Je relis ma phrase. Cela me semble tellement éloigné
! Et pourtant, c’est ce que je faisais il y a vingt ans...
Je rêvais d’un ailleurs qui me redonne le sentiment
d’appartenir à l’espèce humaine, qui me porte
loin de cet endroit-là où l’on se battait
pour son « pain quotidien » comme des animaux
auxquels on jette - just for fun, you know - un morceau
de viande ou un os...
J’ai grandi donc au bout d'une Europe pour laquelle j'ai
toujours été une « étrangère
», et qui m'est étrangère... De l'extérieur,
nous étions des membres du bloc communiste. Après
décembre 1989, nous devînmes des citoyens d’un
ancien pays communiste – ou du bloc de l'Est, étiquette
que nous portons toujours, où que nous allions, accolée
à nos noms, à notre accent et à nos
mœurs balkaniques, à nos cauchemars et à nos
petites joies.
Je commence à vieillir dans cet ailleurs dont j’ai
tant rêvé, et qui n’est pas, pourtant, mon
rêve.
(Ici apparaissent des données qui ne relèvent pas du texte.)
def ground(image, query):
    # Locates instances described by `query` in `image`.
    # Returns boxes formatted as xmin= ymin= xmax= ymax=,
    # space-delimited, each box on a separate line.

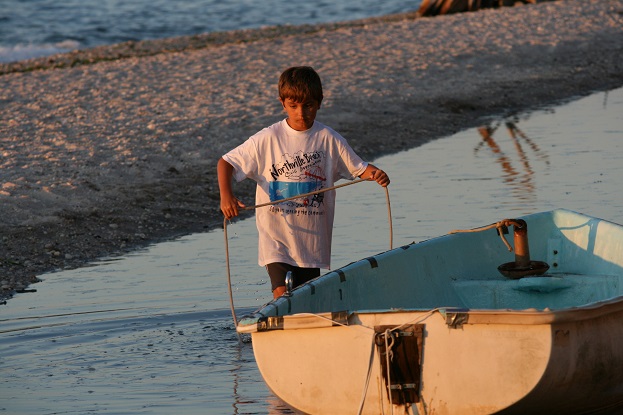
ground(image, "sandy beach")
xmin=0 ymin=0 xmax=623 ymax=299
Petit à petit, je me rends compte que
cet ailleurs n’est que moi-même - changeant, me transformant,
enrichissant mon esprit (pas mes poches !), vivant mon identité
comme une altérité et l’altérité
comme mon identité, essayant de comprendre les possibilités
de la poésie d’explorer le poids et le poison de
l'EXIL, sa fonction polémique, politique, polyvalente
en tout cas, et potentiellement positive...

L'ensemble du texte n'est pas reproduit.